La nuit était douce et paisible, et le calme inspiré par les jardins étaient des plus opportuns en ces temps troublés. La jeune nécromancienne avait décidé de s'y rendre, ses yeux ayant été attirés par la nature qui y régnait. Elle était une nouvelle venue dans l'établissement, arrivée seulement quelques jours auparavant. D'autant qu'elle se souvenait, chaque soir, elle sortait de chez elle pour humer le doux parfum de la nuit. Là, elle pouvait exercer ses dons en toute tranquilité, sans jamais être dérangée. Et puis, après tout, qui aurait osé déranger une telle créature, si imprévisible et si sombre d'apparence ? Personne jusqu'à maintenant, ou si il y avait parfois eu quelques courageux - ou quelques fous - qui étaient venus lui chercher querelle, elle les avait bien vite remis à leur place. Ëbène avait longé le lac pour parvenir à ces jardins - dont la surface s'était recouverte d'un léger voile de verglas sur son passage, elle avait voulu admirer le reflet des eaux - curieux miroir qui animait sa curiosité. C'était à travers les surfaces plates telles que celle de l'eau ou du cristal qu'elle usait parfois de ses dons obscurs, parce qu'elle pouvait y voir le reflet d'autres mondes. Notament un, dangereux et aussi imprévisible qu'elle, celui du royaume des Morts.

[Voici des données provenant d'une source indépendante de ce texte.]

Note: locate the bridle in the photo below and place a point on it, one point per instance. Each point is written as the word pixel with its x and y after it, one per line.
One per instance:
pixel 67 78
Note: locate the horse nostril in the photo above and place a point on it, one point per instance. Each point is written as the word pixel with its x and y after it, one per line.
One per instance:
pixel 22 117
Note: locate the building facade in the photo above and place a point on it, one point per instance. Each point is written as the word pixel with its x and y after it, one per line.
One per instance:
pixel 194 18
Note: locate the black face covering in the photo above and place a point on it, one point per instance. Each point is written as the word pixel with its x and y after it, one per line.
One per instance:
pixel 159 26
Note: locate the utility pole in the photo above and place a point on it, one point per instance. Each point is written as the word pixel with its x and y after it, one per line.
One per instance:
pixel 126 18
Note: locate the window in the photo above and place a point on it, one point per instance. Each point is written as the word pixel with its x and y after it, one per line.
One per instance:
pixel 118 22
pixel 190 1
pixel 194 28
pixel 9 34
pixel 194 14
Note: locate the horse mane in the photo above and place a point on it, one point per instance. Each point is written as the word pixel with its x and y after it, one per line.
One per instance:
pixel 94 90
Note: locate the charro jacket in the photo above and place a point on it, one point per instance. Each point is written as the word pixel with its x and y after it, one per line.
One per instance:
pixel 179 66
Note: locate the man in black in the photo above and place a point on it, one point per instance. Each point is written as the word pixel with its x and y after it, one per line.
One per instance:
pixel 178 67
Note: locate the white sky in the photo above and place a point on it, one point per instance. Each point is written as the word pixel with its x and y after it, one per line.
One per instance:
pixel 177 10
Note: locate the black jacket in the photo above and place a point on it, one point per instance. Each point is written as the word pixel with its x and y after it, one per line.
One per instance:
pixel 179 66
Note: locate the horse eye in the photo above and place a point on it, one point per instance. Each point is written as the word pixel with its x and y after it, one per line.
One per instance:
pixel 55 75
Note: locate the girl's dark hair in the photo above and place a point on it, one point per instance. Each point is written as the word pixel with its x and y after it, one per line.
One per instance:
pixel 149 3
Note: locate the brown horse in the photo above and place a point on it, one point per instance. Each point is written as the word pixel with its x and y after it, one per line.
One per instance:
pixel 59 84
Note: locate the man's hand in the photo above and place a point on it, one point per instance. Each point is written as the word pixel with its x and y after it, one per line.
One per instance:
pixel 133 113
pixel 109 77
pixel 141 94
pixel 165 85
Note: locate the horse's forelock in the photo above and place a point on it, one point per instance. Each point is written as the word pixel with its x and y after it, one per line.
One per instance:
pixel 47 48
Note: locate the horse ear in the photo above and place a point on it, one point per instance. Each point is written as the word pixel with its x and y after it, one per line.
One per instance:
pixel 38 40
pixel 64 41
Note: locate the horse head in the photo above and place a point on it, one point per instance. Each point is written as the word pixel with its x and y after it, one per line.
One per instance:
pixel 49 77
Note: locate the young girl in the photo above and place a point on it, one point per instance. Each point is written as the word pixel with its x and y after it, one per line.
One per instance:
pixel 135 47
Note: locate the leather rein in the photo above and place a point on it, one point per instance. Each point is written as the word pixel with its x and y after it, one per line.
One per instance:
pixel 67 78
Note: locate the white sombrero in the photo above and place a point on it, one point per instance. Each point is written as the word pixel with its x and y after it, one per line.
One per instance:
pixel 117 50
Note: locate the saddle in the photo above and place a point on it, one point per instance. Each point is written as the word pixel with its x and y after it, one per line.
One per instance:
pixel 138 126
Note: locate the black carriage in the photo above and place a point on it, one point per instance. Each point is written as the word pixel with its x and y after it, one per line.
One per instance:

Elle était vêtue d'une robe aussi sombre qu'une nuit sans lune, néanmoins entièrement masquée par le long manteau d'ébène qu'elle portait, traînant derrière elle comme l'aurait fait l'apparat d'une reine. Elle marchait tranquillement sur l'étendue d'herbe des grands jardins, seule et rêveuse, plongée dans ses reflexions. Son regard se levait parfois vers le ciel et les nuages noirs qui ornaient cette nuit de printemps, songeuse, revisionnant sans cesse les images du passé. Elle pensait à son dragon - il ne devait pas être très loin -, au moment où il était arrivé dans sa vie, à tout les instants qu'elle avait passés en sa merveilleuse compagnie... A ses parents, éternelles figures de sa vie, ceux qui avaient forgés son caractère à partir de la source même des leurs. La mort de sa mère... Les rites funéraires, l'apogée de ses pouvoirs aussi noirs que les abysses, ce fameux jour où un imposteur lui avait ôté la vie... Les souvenirs revinrent en masse, sublimés par le voile d'une nuit propice aux rêveries.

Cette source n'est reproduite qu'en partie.